Senator says offshore outsourcing provision must be revisited

Senate Finance Chairman Charles Grassley, R-Iowa, said Tuesday that he believed a Senate-approved amendment to the corporate tax bill that limits outsourcing of federal contracts to overseas workers would have to be modified in conference to secure the support of President Bush.

The amendment, a compromise worked out by Sen. Christopher Dodd, D-Conn., and Finance ranking member Max Baucus, D-Mont., includes a number of broad exceptions including contracts for national security purposes and contracts involving countries that have already opened their procurement markets to U.S. bidders through international agreements. But Grassley said those exceptions did not go far enough and would have to be revisited in conference.

"I think it will have to be modified further if we are going to get the White House to sign it," he said.

In the House, Majority Leader Tom DeLay, R-Texas, said Tuesday he would like to move corporate tax legislation that repeals the foreign sales corporation/extra-territorial income exclusion to the House floor within the next four weeks.

"I would hope we could get that bill to the floor before we break for the Easter recess," DeLay said.

DeLay deferred to Ways and Means Chairman William Thomas, R-Calif., about the bill's content, but noted that Thomas' latest proposal included a provision to address the alternative minimum tax. The Ways and Means-passed FSC/ETI bill would provide relief from the corporate AMT at a cost of $6.7 billion over 10 years. Grassley said he believed if the Senate could pass a FSC/ETI bill, it would help break the logjam in the House by showing the extent of bipartisan support for many of the same proposals Thomas is putting forward.

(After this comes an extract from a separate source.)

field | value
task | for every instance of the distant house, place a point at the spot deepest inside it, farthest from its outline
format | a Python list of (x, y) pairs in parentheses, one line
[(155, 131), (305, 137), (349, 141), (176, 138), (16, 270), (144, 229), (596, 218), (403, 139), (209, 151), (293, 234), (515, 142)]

DeLay, asked about the prospects for extending or making permanent previously passed tax cuts, said he thought the House would support whatever tax relief that could pass the Senate -- so long as it did not include a tax increase.

"The Senate over the past few years has been the lowest common denominator. We'll take what we can get," he said.

DeLay said he hoped Congress this year would at least pass an extension of the full $1,000 child tax credit, so-called marriage penalty relief and expansion of the 10 percent tax bracket. He said Republicans would "live to fight another day" and would try to make tax cuts permanent after the November elections.